E tuttavia sarebbe riduttivo chiudere il tutto con un «Te Deum» per le vetrine inviolate di Firenze o un «Gloria» per registi e comparse esemplari. La riunione del Social forum non è un’ondata di piena dell’Arno che appena passata si dimentica con un sospiro di sollievo, con tanti complimenti ai pompieri che hanno fatto egregiamente il loro dovere e con tanti ringraziamenti per l’acqua che si è tenuta educatamente sotto i ponti.

In realtà l’aver ridotto le riunioni del Social forum ad una questione di ordine pubblico, ne ha in qualche modo anche oscurato le motivazioni e i contenuti confinati i poche righe sommarie e confuse sotto titoli che grondavano preoccupazione o esaltavano soprattutto i numeri e l’imponenza della manifestazione. Così fra un forum e l’altro nulla cambia se non il livello di curiosità e di partecipazione oltre ai vari tentativi più o meno riusciti o maldestri di mettere il cappello sopra ad un movimento ribelle per sua natura a mettersi al rimorchio di chiunque. E il movimento stesso appare con un fiume carsico che affiora e scompare con il ritmo dei suoi appuntamenti che hanno soprattutto il significato di ricordare come in una liturgia cadenzata le tragedie del mondo.

Se il movimento no global acquista eco e consensi ciò è dovuto soprattutto al suo richiamo per l’incancrenirsi di problemi le cui dimensioni sono tanto più grandi quanto meno scalfite dalla politica corrente.
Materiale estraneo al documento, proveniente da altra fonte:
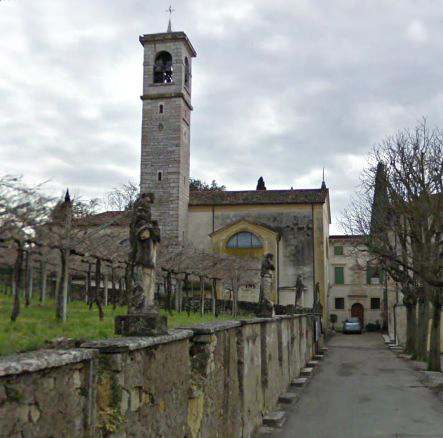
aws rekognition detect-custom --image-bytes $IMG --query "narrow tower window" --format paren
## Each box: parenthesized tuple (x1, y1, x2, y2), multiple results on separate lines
(157, 171, 163, 182)
(153, 51, 173, 84)
(184, 57, 190, 88)
(159, 104, 164, 114)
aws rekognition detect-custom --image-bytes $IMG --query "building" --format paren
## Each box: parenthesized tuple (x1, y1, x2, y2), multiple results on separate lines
(138, 27, 331, 317)
(328, 235, 385, 330)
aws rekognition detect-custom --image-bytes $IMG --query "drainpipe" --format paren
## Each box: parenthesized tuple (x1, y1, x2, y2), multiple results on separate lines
(277, 236, 280, 305)
(394, 283, 398, 343)
(311, 205, 316, 307)
(393, 233, 398, 343)
(212, 206, 215, 233)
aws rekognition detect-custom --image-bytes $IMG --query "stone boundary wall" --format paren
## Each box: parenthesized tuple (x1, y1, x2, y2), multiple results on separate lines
(0, 314, 321, 438)
(393, 304, 443, 352)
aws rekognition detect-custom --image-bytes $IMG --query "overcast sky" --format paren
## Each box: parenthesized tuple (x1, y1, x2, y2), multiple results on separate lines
(1, 0, 443, 232)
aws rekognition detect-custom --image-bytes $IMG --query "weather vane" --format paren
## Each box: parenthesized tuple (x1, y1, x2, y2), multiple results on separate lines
(166, 5, 175, 32)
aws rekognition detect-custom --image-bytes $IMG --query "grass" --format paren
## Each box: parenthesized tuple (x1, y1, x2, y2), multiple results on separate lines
(0, 295, 250, 356)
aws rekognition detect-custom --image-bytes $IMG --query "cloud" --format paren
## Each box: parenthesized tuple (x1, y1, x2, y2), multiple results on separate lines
(1, 0, 443, 233)
(406, 20, 428, 44)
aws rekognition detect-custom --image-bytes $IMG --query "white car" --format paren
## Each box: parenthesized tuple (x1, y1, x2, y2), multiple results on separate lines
(343, 317, 362, 334)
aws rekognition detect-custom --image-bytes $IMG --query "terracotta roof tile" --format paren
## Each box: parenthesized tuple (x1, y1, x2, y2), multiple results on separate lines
(189, 189, 328, 206)
(74, 211, 130, 227)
Al di là di marginali nostalgie da guerra fredda e da postsessantotto rimangono al centro del suo richiamo la forbice sempre più ampia fra ricchi e poveri. Il cappio del debito che quasi nessuno riduce, l’aiuto umanitario ridotto ai minimi storici, la questione della agricoltura che è insieme il nocciolo della fame e il guasto del produttivismo esasperato. La questione della guerra e della pace come nodo cruciale del nostro tempo. E se si dovrà porre attenzione d’ora in avanti a questi temi non è per premiare dei ragazzi che a Firenze si sono dimostrati più buoni del previsto, ma perchè i temi sono nostri come loro anche se tutti non siamo d’accordo su come affrontarli e risolverli.

Ma ciò che rimane scoperto oggi è appunto questa frattura fra la protesta e la proposta, l’assenza di chi si faccia carico nella tessitura politica di questi problemi tanto più ingovernabili quanto più sono mondiali. Quando La Pira a suo tempo convocava a Firenze i suoi famosi convegni voleva che non mancassero all’appello né i leader rappresentativi né i leader politici. E quando la politica gli sembrava latitante non aveva paura a presentarsi nei palazzi del potere magari facendosi prestare un’auto blu per dire che faceva sul serio e che rapprsentava più di qualcosa e più di qualcuno. Oggi di questi ambasciatori che siano mediatori nel duplice senso di trasmettere dal basso verso l’alto e di comporre diverse istanze nel bene comune c’è un grande bisogno anche se ben pochi se ne scorgono, ahimé, all’orrizzonte.